Putney Sculpture Trail

Walk the Putney Sculpture Trail

Walk the Putney Sculpture Trail

Stefan Frost heads on a trail by artist Alan Thornhill

With many of us cooped up at home during Lockdown 2.0, getting outside and exercising when possible is more important than ever. Heading out for a daily walk is crucial and, handily, in London there are many scenic routes for us to follow. A particular walk worth considering, and one which is perhaps lesser known, is the Putney Sculpture Trail along the riverside.

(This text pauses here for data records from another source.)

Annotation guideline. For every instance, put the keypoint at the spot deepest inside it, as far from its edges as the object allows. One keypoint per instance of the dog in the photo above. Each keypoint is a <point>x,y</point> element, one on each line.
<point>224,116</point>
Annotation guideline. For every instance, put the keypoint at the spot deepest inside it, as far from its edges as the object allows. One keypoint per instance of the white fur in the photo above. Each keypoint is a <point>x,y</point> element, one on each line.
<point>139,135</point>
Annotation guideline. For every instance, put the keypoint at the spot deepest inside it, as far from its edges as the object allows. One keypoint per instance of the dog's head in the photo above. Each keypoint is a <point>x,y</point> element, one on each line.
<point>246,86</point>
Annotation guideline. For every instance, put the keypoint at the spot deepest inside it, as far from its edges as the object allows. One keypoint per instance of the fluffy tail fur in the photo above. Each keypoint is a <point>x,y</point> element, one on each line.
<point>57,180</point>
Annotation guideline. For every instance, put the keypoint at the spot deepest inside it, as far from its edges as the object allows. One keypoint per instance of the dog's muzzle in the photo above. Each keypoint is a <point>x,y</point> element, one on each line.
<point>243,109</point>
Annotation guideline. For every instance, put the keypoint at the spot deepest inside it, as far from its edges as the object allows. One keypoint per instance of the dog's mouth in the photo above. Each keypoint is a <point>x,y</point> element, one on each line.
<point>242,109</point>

The trail spans across 1.5 miles of the Thames riverside and is bookended by two beautiful parks, starting in Leaders Gardens and finishing just beyond Wandsworth park at Prospect Quay. This walk is made special by the nine permanent sculptures which are peppered along the route, all of which have been produced by British artist Alan Thornhill.


In 2005, Thornhill offered his sculptures to the Putney Partnership which gave the Partnership the idea of placing these artworks on public display in the form of a sculpture trail. The sculptures were publicly unveiled in September 2008 and since then have served almost as an outdoor gallery displaying impressive artistic talent. With galleries closed, Putney’s Sculpture Trail serves as an antidote to these issues, offering free art for anyone to observe in the outdoors.


Each of the sculptures is life-sized and stylistically varied. Thornhill sculptured all nine pieces out of clay, giving them an anatomically distorted finish, which creates a greater sense of ambiguity. The trail begins with ‘Exodus’ which is in the centre of Leaders Gardens. It is fitting that the trail commences with exodus as the title hints to the commencing of the trail. The second and smallest sculpture in the collection is called ‘Horizontal Ambiguity’ and is positioned on the riverside opposite the Dukes Head pub. This piece is, as its name suggests, the most ambiguous in the collection as the reclining figure has no clear face.


The third sculpture on the trail is called ‘Load’ and is positioned further along the riverside near Thai Square, sharing a similar beautiful view of the Thames to that of ‘Horizontal Ambiguity’. Thornhill had in fact offered ‘Load’ to the Putney Partnership back in 1989 after which point it stood, as it still does, near to Putney Bridge. It was only in 2008 that ‘Load’ became part of the larger public collection which constitutes the Putney Sculpture Trail.


The location of the next sculpture: ‘The Turning Point’ is the least picturesque as it stands at the junction between Putney Bridge Road and Putney High Street. Of all nine sculptures, this is the only one without a substantial view of the river but the two figures pictured embracing one another are beautiful to behold nonetheless.


The next two sculptures are called ‘Punch and Judy’ and ‘Motherfigure’ and are both located along Putney Wharf riverside, attaining a brilliant view of Putney Bridge which becomes even more impressive when lights illuminate the bridge at night. Another pair of sculptures fall within Wandsworth Park. ‘Nexus’, a complex piece with multiple figures in motion, is positioned on the southernmost path in the park while ‘Pygmalion’, showcasing one figure supporting another, is located on the riverside near the entrance to Prospect Quay. The trail ends with ‘Fall’ which appears in the Riverside Quarter in Prospect Quay and displays two figures in affectionate embrace.


The Putney Sculpture Trail is a short but artistically enriching experience which is open for us all. It is supported by Wandsworth Council and the Western Riverside Environment Fund. Unfortunately, Thornhill recently passed away but his work, which he produced in his Putney studio, will live on as an immutable part of Putney’s landscape.